Rights and Duties for Foreigners
I have been consulted many times about the rights and obligations of married expats, who have gotten married outside Ecuador and have chosen to make Ecuador their new home. This may be currently one of the most common concerns about starting this new adventure of living in Ecuador.
Therefore it is important to clarify that the Ecuadorian civil code grants the same civil rights to those marriages celebrated abroad, as to those celebrated on Ecuadorian soil, as long as they comply with the laws of this country.
Article 103 of the Ecuadorian Civil Code states “Foreign married couples that are domiciled in Ecuador, are subject to the obligations established by this Code, and are entitled to the rights granted by the same.”
But how does one come to “be domiciled” in Ecuador?
Foreigners are considered to be domiciled in Ecuador at the moment that they obtain their cedula (national identification card) within 30 days of obtaining their residency visas. (Article 108 of the Civil Registry and Cedula Process Law).
Where do you register a marriage celebrated outside Ecuador?
Marriages celebrated abroad, between foreigners, are to be registered in the office of the Civil Registry for Identification and Cedula Processing closest to the place where the couple is residing in Ecuador, once both spouses have residency status in the Republic of Ecuador, according to the provisions of the Law of Foreign Affairs.

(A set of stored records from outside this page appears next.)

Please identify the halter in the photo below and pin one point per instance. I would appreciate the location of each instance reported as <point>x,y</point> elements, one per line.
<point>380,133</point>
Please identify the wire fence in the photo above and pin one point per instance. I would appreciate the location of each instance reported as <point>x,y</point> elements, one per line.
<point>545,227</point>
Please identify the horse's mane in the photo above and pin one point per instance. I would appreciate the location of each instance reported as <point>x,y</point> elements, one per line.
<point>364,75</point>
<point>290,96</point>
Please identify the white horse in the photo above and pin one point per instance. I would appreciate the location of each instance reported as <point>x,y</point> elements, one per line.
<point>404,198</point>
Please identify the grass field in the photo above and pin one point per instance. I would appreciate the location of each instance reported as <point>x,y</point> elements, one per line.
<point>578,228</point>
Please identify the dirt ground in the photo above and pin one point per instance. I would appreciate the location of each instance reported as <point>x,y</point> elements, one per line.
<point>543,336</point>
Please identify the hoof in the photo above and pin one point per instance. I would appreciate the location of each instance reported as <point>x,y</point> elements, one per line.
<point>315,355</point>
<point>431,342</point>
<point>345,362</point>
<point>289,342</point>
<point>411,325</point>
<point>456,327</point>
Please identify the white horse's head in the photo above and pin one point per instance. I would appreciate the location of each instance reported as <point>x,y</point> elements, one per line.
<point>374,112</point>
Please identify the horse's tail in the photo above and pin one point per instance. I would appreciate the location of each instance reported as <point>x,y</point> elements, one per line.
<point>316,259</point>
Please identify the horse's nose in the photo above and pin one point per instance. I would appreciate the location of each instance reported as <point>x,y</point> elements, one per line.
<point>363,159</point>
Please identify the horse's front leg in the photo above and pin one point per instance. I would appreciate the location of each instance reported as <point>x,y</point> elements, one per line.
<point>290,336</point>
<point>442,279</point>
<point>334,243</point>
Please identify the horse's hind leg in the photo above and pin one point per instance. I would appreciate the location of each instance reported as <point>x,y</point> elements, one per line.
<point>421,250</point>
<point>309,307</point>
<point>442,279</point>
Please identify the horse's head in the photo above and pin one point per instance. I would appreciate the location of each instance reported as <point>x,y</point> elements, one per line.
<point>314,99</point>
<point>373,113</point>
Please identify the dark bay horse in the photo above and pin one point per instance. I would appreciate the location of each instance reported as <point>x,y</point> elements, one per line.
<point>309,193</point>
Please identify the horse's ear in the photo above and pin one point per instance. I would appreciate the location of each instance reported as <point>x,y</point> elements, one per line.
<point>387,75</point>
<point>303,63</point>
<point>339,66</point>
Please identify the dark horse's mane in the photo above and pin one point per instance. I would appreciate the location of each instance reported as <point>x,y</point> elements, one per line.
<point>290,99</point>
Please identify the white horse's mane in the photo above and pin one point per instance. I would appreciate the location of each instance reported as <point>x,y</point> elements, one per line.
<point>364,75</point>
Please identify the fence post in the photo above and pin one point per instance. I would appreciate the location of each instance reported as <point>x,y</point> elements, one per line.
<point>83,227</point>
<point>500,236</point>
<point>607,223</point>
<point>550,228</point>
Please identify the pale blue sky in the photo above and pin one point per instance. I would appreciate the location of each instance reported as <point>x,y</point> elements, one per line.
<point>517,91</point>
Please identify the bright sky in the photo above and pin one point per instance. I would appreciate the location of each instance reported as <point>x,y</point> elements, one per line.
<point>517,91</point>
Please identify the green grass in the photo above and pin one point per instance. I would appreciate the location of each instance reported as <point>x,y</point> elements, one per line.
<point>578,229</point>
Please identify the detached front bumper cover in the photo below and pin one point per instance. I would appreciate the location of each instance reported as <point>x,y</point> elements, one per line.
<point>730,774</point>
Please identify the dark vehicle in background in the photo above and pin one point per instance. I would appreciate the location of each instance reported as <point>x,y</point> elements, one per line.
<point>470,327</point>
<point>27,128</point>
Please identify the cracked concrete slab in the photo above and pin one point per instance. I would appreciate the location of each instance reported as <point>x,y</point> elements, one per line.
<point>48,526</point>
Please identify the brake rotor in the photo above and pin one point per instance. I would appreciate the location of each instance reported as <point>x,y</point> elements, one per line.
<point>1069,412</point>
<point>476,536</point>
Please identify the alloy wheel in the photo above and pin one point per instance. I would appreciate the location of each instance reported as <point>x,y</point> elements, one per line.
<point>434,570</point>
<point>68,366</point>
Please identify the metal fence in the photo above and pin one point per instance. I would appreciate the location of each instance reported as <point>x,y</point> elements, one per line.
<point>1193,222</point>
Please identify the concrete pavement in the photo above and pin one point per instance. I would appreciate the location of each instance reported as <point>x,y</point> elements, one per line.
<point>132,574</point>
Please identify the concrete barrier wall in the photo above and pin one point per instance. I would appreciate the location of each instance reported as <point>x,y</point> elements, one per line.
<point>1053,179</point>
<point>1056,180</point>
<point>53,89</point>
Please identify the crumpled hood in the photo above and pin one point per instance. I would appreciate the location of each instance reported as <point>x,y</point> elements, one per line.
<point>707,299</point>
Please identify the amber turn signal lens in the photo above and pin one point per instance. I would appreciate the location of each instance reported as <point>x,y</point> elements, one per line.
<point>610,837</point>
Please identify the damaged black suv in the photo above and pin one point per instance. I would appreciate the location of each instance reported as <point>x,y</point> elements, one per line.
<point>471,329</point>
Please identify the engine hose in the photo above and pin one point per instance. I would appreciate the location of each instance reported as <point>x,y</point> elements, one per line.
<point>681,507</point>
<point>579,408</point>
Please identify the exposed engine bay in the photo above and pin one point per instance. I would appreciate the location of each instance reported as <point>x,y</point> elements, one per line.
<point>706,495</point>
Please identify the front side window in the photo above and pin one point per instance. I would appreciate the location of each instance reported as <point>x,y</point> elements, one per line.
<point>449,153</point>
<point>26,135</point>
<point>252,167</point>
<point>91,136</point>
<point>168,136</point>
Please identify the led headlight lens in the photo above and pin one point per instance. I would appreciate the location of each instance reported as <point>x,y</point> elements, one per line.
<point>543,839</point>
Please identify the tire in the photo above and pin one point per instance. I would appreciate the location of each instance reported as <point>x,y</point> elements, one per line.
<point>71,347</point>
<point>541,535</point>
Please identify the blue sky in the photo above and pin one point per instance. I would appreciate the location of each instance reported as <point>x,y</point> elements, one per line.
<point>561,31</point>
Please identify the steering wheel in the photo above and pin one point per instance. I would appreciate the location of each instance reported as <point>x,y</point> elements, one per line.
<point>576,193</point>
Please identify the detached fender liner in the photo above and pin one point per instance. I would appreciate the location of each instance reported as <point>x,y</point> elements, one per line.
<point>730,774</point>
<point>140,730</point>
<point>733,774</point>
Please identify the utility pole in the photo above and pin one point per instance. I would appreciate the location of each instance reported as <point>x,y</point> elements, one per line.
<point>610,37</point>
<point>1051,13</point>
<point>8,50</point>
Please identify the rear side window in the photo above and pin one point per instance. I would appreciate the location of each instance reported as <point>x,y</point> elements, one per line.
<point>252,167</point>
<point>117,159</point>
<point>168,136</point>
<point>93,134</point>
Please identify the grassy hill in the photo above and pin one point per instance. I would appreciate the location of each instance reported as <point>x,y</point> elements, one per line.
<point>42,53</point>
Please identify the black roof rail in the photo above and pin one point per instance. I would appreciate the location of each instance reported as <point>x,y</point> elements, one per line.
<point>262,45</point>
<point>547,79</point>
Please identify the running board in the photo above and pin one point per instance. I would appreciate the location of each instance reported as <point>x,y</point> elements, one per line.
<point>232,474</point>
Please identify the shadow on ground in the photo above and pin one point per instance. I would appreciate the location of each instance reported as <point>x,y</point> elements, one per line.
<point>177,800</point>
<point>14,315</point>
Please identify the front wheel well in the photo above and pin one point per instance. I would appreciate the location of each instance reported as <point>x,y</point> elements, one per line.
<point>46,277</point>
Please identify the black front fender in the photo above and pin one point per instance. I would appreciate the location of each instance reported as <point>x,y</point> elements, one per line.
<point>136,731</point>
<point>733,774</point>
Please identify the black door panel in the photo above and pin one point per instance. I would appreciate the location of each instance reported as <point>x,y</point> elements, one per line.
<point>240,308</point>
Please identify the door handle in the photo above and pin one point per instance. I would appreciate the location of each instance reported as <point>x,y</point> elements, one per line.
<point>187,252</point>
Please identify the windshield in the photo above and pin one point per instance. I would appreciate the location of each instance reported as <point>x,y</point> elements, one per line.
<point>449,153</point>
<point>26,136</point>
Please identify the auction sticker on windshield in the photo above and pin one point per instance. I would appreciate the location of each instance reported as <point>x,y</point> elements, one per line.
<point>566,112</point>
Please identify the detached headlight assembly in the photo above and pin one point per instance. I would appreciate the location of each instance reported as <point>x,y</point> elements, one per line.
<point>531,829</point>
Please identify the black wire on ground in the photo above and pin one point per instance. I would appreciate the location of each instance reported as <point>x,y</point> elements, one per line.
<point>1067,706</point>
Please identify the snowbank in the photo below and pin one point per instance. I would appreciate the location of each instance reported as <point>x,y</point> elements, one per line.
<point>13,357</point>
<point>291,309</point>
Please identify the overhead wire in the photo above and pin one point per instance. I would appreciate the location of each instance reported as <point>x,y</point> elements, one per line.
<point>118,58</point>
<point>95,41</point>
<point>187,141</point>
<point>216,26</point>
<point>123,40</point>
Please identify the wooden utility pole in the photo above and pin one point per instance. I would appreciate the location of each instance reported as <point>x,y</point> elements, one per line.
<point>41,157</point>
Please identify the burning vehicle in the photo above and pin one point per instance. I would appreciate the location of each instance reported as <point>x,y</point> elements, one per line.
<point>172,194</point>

The marriage is registered by recording information from the authenticated (apostilled) and legally translated Marriage Certificate. (Article 37 of the Civil Registry and Cedula Process Law) In Ecuador, marriage, as a fundamental societal institution is constituted based on equality in rights and duties.
In terms of property, Ecuadorian Legislation initially recognizes marriages celebrated abroad as property-separate, as long as the couple was married without declaring joint property ownership from the beginning.
Buying and Selling Assets
For the purchase of goods and/or property rights, as a general rule, the marital partnership is seen as somewhat of a business entity. Thus, it is understood that said assets are going to contribute to the increase of the “net value” of the marital partnership, and therefore the signature of just one of the spouses is sufficient to complete the acquisition.
For the sale of the goods of the married couple, it is a different story, and the law specifically establishes that the consent of both spouses will be necessary, especially for the sale of real estate, vehicles or shares in a company. It is therefore important to take into account the marital status of the seller when reviewing a contract for a property you may be buying, to avoid conflicts in the future, because if a married couple is selling and both spouses do not sign, the contract will be null and void.
Marital Property Agreements
Are civil contracts signed between spouses before, during, or after legal marriage, which establish the independence of the assets of the spouses. Thus the basic rule of consent for the sale of goods (by signature of both spouses) is nullified. Marital property agreements should be registered in the property registry, where they will be recorded in the margin of the original marriage contract. Any married person who may want to sell property must justify the registration of a marital property agreement by presenting the annotated marriage contract before the notary and property registry.